See, Gretchen never failed during the project, except when the project was to "embrace failure." She started her project knowing exactly what she needed to do in order to be happy, and it made her happy.

I, on the other hand, have only a vague sense of what I have to do in order to be happy-- and more often than not, once I try it out, I either a) fail the first time around or b) realize that what I thought would make me happy doesn't after all.

Does that just mean I'm young?

Maybe. But I also think I just plain disagree with the book. It seems like a stretch to me to expect someone to know what will make them happy right off the bat, and then to never fail (or almost never fail) to achieve it. I'm constantly telling myself, okay, this week I will do better. Last week, I was a horrible putzer.
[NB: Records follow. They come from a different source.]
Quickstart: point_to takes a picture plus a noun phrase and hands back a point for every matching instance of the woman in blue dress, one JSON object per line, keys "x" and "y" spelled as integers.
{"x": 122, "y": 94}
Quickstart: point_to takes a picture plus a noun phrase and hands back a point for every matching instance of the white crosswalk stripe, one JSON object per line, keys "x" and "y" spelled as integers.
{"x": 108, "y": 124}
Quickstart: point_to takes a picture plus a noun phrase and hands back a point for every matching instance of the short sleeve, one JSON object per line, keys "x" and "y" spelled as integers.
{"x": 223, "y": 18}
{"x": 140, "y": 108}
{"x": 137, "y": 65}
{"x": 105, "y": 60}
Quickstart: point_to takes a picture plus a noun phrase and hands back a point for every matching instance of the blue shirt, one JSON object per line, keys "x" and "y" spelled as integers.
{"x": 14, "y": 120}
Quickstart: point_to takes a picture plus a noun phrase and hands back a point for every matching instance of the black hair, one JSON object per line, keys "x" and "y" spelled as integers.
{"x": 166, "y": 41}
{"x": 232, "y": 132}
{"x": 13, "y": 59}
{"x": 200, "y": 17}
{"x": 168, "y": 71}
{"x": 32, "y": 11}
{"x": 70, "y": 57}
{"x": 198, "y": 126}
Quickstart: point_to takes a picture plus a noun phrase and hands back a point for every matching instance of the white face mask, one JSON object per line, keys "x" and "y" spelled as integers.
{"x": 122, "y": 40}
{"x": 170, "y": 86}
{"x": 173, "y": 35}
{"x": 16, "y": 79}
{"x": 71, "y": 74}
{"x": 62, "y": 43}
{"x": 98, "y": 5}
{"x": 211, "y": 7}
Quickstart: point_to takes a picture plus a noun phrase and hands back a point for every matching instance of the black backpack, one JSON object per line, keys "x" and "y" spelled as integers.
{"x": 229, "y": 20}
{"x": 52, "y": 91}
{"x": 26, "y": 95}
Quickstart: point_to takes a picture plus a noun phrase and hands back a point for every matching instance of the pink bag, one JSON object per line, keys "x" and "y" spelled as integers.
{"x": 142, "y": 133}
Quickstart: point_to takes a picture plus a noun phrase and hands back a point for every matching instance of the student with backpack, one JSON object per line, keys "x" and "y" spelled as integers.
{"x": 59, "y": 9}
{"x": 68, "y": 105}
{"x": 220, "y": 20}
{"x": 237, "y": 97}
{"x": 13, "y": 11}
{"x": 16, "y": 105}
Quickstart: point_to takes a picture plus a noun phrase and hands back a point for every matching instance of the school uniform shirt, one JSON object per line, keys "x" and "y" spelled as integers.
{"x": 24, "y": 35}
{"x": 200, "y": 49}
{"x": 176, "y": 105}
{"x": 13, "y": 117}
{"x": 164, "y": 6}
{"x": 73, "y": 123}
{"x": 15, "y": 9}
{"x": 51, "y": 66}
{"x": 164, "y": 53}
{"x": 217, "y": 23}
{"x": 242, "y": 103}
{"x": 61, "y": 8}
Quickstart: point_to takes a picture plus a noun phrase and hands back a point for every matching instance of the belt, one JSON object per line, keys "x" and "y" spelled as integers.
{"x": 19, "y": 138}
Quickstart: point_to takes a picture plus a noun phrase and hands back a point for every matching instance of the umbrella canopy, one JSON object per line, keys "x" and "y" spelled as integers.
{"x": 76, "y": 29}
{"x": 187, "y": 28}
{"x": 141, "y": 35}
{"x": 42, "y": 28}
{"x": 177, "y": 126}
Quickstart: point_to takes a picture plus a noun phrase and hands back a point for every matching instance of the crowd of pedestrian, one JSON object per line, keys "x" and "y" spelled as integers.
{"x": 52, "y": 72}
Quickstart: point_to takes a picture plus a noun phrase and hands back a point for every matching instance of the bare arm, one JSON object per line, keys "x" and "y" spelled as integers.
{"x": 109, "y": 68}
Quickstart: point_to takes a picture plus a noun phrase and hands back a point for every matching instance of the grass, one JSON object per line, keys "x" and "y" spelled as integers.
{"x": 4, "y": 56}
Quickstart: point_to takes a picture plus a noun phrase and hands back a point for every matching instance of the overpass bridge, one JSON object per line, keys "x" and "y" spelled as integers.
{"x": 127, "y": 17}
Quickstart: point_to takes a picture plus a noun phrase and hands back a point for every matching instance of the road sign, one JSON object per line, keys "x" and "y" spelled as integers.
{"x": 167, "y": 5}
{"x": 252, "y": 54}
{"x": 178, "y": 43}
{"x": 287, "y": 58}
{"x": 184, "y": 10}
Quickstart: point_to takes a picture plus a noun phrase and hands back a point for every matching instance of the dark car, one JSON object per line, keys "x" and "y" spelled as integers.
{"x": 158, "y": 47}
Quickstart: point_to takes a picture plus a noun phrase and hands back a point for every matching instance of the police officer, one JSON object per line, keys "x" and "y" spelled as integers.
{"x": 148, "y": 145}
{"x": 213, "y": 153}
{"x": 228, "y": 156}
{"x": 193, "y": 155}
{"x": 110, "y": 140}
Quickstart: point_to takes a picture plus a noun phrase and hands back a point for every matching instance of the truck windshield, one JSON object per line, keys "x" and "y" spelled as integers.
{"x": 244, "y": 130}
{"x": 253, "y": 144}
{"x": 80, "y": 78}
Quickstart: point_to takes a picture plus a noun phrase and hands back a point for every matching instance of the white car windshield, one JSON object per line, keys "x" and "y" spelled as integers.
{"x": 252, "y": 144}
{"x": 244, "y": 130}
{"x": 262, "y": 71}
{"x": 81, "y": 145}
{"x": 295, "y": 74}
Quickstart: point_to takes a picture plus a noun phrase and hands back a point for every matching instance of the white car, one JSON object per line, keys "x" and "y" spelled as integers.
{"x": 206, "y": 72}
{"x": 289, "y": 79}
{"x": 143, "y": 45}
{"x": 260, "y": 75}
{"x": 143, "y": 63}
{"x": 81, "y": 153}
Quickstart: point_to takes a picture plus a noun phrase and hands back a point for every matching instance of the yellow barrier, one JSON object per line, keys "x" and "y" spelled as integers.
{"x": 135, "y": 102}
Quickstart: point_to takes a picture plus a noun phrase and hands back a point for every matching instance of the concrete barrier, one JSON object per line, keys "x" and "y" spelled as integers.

BUT, I putzed (i.e. played on my computer, watched movies I didn't need to and generally did unproductive things) less than I did the week before. This week, hopefully, I will hardly putz at all.

I'm not concluding (like Gretchen did) that failure is integral to happiness. She had to embrace failure at work in order to not be afraid to try new things. That's not my problem (well, it sort of is, but that's not what I'm talking about here). Instead, I'm deciding that failure is integral to life and we have to accept it in order to be happy, because let's face it, we're never going to escape it. Once we fail, that's when we get to ask ourselves the GREAT FAILURE QUESTION # 1: Can I change it? If I can, then I will try and try and try until I succeed-- provided the answer to the GREAT FAILURE TO QUESTION #2 is yes. GREAT FAILURE QUESTION #2: Does it matter that I failed?

If the answer to Great Failure Question #1, or #2 is no, then we have to accept failure and find a way to move on with our lives. I suppose in that sense, that is the moment when Gretchen would say we need to embrace failure. But, I argue that until we reach that moment, continuing to ask ourselves these two questions will lead to great happiness--the euphoria in the moment that we finally succeed at something we never have before... well, I can't wait to know what that feels like.